If you successfully implemented the prior tricks in your game, it might already be faster at this time. Not fast enough, yet, if you ask me. In step 2,
you were told to use "memcpy" instead of blits. Of course, that was a good thing, but nothing is better than true hard-coded source. And that means:
Take an assembler like MASM (or the C++ inline assembler, if you don't have MASM, but I prefer MASM) and write your own copy functions.
If you do it the right way, you can avoid some overhead again by integrating the "y loop" (see above) and all this pitch stuff into your copy function
directly. For REAL cool results, read an article about self-modifying code!

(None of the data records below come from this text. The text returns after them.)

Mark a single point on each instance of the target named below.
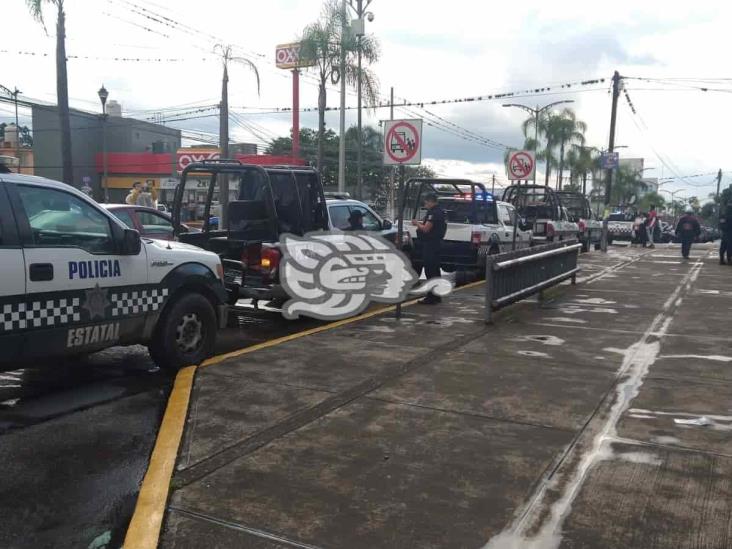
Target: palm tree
(226, 58)
(62, 82)
(583, 161)
(566, 130)
(529, 128)
(321, 43)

Take advantage of common standards!
As you know, a common CPU works with 32-bit registers. But today, most CPUs are equipped with MMX technology. Therefore, it would
be a mistake not to make use of it. Using MASM, it takes just a few lines of code (and the MMX include file, grin...) to write code that copies
bitmaps using 64 bits instead of 32, as MMX registers are as double as large as a standard register. Try this technique, and you can reach speed-ups
up to 25%!
Use your display buffers wisely!
Before you start a new project, you should have a short brainstorm to explore how many display buffers you need and where to put them.
A primary ("front") buffer should be stored in video memory. Although it is possible to create a primary buffer in system memory on SOME
graphic boards, I'm not sure whether this is supported by the MAJORITY of boards on the market. If possible, you should store your secondary
buffer in video memory, too, and lock it for drawing operations. When you're finished, unlock it and perform a flip. That's the method I made best
experience with.
Stay watchful!
Don't believe everything Big Bill tells you. Still, there are dozens of chances to optimize your code - those DirectDraw sprite functions, for example,
will suddenly seem extremely slow to you if you got one day managed to write your own ones - such ones, that fit exactly to their purpose and contain
as few overhead as possible. My special tip is: Write special code for every bit depth you work with (although it isn't easy to programm a FAST sprite
engine for 24 bit mode, at all, hehe...).